September 21, 2021 by Essay Writer

Introduction

Alfred Hitchcock’s film ‘Strangers on a Train’ is a captivating masterpiece whose story follows the life of two strangers who meet on a train with a common agenda of murdering someone. On one hand is Guy who is keen on murdering his promiscuous and cruel wife while Bruno is on the other hand planning to eliminate his father (Strangers on a Train).

Following the events that are depicted in the movie in the quest of achieving the goals that each of the two main characters have, the film reveals central themes. One of the most overarching themes is the fate vs. determination. In this theme, the main question is whether many of the events that occur during the movie are because of fate or they are a function of main actors.

The use of German expressionism is also evident throughout the film, as it will be discussed in the paper. As the paper reveals, an accidental incident is witnessed where two strangers bump into one another to produce consequences that neither of them can control.

The Power of Random Events

Firstly, the movie begins with Bruno and Guy meeting on a train for the first time (Strangers on a Train). In their conversation, it is evident that both have sinister plans of murdering someone who is close to them but for selfish reasons. For instance, Guy wants to eliminate his promiscuous wife so that he can marry a beautiful woman, namely Anne, while Bruno wants to kill his father who he accuses of living in luxury with his mother when he (Bruno) is struggling with life (Strangers on a Train).

In this instance, it is difficult to conclude whether it is fate or a well thought out plan by Bruno who already knows Guy’s whereabouts. However, one thing is clear to Guy that fate brings Bruno. On the other hand, it is evident that they both have the determination to achieve their goals.

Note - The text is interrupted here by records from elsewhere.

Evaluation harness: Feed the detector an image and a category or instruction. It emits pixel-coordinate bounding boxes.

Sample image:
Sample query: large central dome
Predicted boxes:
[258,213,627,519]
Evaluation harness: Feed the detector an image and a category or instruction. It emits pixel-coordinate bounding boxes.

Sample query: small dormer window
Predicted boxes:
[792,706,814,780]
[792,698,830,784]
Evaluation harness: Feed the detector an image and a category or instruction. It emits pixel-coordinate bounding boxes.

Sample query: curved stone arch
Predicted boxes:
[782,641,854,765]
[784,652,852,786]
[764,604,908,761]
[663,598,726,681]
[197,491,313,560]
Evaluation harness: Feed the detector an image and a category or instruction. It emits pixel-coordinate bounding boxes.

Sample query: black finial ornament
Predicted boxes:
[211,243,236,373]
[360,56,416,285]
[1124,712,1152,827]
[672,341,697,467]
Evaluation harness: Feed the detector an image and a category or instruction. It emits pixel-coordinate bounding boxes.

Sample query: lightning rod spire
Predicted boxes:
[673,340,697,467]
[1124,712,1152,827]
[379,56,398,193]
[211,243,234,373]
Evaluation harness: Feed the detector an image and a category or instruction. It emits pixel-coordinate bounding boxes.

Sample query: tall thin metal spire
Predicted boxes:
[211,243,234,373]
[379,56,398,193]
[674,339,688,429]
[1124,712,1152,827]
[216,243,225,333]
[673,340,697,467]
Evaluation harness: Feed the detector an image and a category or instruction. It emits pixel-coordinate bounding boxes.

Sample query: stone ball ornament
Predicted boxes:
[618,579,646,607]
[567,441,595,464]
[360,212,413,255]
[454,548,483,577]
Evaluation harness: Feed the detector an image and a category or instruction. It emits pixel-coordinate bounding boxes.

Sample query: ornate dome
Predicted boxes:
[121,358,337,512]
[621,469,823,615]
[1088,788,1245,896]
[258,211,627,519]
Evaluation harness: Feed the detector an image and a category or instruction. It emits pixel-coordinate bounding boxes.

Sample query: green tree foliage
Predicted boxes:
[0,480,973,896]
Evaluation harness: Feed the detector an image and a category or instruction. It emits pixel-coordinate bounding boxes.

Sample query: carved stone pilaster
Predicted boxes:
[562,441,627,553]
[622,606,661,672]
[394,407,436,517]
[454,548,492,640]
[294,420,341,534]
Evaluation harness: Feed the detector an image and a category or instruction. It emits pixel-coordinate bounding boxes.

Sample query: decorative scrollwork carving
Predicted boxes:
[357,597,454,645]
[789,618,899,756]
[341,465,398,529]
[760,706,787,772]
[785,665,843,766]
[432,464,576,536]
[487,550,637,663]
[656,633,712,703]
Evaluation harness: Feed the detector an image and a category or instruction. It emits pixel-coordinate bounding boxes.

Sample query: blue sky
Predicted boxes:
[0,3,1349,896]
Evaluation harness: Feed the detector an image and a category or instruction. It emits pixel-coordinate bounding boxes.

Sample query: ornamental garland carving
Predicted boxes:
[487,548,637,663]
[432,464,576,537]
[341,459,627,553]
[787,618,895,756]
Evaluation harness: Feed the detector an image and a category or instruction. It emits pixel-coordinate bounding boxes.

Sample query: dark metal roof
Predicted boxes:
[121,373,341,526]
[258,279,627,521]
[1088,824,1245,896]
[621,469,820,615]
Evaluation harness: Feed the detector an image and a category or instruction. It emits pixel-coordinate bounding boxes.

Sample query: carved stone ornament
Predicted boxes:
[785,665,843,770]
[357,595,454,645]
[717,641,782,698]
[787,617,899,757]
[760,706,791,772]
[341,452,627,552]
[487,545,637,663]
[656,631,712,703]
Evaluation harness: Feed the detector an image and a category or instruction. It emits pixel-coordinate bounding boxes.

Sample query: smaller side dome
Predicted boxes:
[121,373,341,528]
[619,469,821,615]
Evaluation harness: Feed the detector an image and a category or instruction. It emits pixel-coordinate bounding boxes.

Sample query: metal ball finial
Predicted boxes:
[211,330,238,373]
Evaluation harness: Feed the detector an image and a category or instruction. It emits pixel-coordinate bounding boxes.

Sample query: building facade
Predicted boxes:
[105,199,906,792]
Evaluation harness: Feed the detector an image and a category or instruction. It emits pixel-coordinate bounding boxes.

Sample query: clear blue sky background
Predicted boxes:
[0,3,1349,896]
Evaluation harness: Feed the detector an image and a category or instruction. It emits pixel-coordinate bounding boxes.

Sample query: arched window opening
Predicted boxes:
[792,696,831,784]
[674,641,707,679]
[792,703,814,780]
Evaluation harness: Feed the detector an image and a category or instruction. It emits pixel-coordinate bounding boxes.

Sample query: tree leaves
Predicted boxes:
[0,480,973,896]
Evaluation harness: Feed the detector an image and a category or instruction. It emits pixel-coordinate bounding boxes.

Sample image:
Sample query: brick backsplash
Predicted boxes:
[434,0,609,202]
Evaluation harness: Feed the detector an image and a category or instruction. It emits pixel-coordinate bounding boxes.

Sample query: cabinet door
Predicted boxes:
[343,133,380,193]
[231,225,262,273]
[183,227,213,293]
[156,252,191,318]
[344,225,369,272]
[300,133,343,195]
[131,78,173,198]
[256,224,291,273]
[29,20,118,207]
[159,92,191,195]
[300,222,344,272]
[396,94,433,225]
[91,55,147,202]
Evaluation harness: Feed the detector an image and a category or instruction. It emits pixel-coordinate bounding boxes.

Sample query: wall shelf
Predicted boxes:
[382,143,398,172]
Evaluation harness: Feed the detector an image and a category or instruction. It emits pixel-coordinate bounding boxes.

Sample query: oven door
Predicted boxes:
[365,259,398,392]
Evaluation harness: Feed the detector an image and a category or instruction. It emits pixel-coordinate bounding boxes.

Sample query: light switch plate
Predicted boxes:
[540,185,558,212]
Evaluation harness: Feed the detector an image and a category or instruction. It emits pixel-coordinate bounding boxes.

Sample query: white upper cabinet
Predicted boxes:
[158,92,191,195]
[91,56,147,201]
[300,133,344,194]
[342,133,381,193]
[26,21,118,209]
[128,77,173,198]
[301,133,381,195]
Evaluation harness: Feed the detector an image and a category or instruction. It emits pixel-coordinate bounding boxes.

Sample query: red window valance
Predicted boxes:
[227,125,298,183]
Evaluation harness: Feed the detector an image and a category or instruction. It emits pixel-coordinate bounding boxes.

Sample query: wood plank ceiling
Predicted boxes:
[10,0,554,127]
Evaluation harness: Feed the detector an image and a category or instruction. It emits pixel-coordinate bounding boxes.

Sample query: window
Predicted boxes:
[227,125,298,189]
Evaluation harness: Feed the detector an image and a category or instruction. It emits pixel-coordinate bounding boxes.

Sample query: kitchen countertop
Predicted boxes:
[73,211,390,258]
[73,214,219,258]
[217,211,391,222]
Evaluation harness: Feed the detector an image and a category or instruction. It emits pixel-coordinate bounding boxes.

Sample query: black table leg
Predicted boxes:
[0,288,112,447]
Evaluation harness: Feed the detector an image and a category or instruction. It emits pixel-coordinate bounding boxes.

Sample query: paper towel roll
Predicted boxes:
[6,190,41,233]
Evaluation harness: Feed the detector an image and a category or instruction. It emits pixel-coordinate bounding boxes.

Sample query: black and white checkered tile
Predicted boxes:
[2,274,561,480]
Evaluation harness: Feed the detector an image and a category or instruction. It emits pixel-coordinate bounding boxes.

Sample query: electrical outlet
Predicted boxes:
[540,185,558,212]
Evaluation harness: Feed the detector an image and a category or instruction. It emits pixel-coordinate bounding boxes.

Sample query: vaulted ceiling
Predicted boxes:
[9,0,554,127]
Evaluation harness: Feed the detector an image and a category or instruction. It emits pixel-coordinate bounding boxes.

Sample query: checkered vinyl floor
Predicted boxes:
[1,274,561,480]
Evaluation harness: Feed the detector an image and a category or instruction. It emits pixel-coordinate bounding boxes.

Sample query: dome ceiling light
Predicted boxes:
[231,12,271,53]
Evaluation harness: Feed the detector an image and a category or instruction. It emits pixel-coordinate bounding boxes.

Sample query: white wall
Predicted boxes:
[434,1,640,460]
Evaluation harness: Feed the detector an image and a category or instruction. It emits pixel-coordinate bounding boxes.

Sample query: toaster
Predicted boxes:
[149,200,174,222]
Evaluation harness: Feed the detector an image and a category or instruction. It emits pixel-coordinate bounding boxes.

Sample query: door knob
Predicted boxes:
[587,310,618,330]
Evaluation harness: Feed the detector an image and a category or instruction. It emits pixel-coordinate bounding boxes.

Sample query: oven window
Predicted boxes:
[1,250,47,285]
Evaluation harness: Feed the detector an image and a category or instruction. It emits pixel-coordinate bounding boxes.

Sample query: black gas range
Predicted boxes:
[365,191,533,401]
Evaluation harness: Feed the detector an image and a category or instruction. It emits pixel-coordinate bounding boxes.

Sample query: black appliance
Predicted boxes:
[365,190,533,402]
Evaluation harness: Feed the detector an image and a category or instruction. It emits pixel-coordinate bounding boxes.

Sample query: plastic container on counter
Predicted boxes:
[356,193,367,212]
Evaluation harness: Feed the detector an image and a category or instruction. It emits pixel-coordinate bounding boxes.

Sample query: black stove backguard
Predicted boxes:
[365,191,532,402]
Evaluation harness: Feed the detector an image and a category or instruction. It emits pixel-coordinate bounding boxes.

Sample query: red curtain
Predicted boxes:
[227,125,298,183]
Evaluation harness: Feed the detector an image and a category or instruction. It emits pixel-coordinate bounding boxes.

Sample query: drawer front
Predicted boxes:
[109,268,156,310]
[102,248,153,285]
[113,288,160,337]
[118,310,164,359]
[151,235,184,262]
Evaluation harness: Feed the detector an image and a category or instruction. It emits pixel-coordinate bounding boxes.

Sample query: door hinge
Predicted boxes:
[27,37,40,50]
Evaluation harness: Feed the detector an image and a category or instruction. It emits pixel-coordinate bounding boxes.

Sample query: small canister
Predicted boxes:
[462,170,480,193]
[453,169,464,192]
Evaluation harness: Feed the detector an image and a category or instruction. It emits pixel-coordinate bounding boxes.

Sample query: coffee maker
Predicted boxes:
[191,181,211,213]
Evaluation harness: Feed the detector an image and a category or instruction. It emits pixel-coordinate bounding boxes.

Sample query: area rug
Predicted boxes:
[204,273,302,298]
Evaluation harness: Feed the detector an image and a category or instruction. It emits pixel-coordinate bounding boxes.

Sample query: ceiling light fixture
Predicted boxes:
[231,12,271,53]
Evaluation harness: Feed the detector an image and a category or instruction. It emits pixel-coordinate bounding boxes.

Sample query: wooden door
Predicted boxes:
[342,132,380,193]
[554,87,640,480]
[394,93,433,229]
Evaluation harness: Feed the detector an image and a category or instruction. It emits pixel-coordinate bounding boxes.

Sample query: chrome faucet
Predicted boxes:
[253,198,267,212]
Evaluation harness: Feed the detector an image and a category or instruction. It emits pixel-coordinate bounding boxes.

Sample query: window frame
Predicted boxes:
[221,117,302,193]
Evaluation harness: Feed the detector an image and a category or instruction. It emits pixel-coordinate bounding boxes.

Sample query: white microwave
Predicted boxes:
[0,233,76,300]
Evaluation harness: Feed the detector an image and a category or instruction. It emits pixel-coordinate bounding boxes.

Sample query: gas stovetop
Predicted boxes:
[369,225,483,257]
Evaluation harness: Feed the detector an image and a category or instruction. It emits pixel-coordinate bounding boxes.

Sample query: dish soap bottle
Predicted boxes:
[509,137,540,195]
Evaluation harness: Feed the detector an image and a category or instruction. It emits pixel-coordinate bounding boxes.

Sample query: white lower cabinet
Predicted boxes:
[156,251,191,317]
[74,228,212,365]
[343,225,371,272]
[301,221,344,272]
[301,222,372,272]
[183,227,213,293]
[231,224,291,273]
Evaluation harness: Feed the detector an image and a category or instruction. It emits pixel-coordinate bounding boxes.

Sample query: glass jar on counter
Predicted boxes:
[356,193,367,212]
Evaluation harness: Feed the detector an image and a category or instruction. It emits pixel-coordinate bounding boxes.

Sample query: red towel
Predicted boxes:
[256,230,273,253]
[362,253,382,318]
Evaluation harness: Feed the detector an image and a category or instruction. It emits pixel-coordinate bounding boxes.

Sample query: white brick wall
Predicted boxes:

Determination is a major quality that Guy exhibits throughout the movie. From the beginning, Guy is not comfortable with his way of life. His failed marriage, slow career growth, and other major drawbacks in his life reveal a young man who is no longer contented with who he has become. Hence, he is determined to seek a political seat, which he believes it will offer him a better chance to life (Strangers on a Train).

He is also determined to be with the woman he believes he loves and who will treat him better than his wife Miriam. It is also evident that his interest in Anne is also based on more reasons other than love. Anne comes from a well-connected family.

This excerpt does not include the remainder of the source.